University of Oxford and OxEd & Assessment: United Kingdom
OxEd‘s mission is to translate research evidence into practical application by providing world-class assessments, interventions, and training, to improve educational outcomes for children, with a particular focus on children at risk of educational difficulties. By providing schools with a way of identifying early language difficulties, the Nuffield Early Language Intervention (NELI) Program improves children’s behavior and language skills in the classroom.

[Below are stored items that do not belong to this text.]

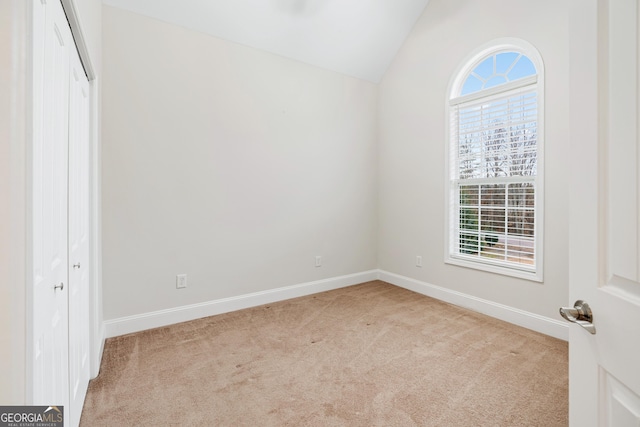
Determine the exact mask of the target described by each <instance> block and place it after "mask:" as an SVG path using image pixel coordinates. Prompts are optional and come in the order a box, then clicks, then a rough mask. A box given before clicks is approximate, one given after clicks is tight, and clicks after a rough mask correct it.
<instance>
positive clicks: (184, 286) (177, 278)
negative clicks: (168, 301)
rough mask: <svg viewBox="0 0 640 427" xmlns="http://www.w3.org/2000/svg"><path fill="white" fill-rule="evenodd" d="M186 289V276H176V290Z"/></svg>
mask: <svg viewBox="0 0 640 427" xmlns="http://www.w3.org/2000/svg"><path fill="white" fill-rule="evenodd" d="M186 287H187V275H186V274H178V275H177V276H176V289H183V288H186Z"/></svg>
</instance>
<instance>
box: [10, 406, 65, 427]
mask: <svg viewBox="0 0 640 427" xmlns="http://www.w3.org/2000/svg"><path fill="white" fill-rule="evenodd" d="M0 427H64V407H63V406H0Z"/></svg>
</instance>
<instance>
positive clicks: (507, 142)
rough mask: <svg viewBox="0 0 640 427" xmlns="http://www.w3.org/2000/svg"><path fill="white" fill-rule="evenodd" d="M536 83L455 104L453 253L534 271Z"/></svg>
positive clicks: (516, 267) (453, 173)
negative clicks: (535, 83) (507, 90)
mask: <svg viewBox="0 0 640 427" xmlns="http://www.w3.org/2000/svg"><path fill="white" fill-rule="evenodd" d="M537 106H538V100H537V87H536V85H535V84H530V85H527V86H525V87H520V88H517V89H510V90H508V91H505V92H502V93H498V94H495V93H492V94H491V95H489V96H487V97H475V99H474V100H471V101H468V102H462V103H460V102H453V101H452V103H451V117H450V120H451V122H450V123H451V132H452V135H451V141H453V142H455V144H452V147H451V150H452V153H451V154H452V155H451V160H452V164H451V165H450V173H451V181H452V190H453V193H454V194H453V195H452V196H453V198H452V203H453V205H454V206H452V207H453V210H452V211H453V213H454V215H455V218H453V220H452V221H451V223H450V225H451V227H452V229H451V230H450V232H451V236H452V239H450V242H451V254H452V255H453V256H457V257H462V258H466V259H473V260H477V261H480V262H484V263H491V264H498V265H502V266H507V267H512V268H518V269H524V270H532V271H533V270H535V266H536V253H535V250H536V244H535V243H536V242H535V237H536V236H535V230H536V227H535V223H536V210H535V204H536V175H537V155H538V154H537V153H538V147H537V118H538V108H537Z"/></svg>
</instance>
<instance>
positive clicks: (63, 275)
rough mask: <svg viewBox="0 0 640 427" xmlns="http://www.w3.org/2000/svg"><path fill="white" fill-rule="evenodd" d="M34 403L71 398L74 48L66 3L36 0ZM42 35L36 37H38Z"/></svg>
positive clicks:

Universidad Veracruzana (UV) and Centro de Investigaciones y Estudios Superiores en Antropología Social (CIESAS): Mexico
Universidad Veracruzana (UV) is a Public Higher Education Institution, and CIESAS is a decentralized public organization attached to the System of Public Research Centers of the Consejo Nacional de Humanidades, Ciencias y Tecnologías (CONAHCyT) in Mexico. The Special Advocacy Program “Medición Independiente de Aprendizajes (MIA)”, seeks to close foundational learning gaps (literacy, numeracy, and life skills) and reduce the educational gap in Latin America and the Caribbean through the implementation of evidence-based practices. MIA improves education by focusing its action-research work on the problem of foundational learning gaps, developing scientific evidence that has allowed us to build a model that involves diagnosis, intervention, and scaling up.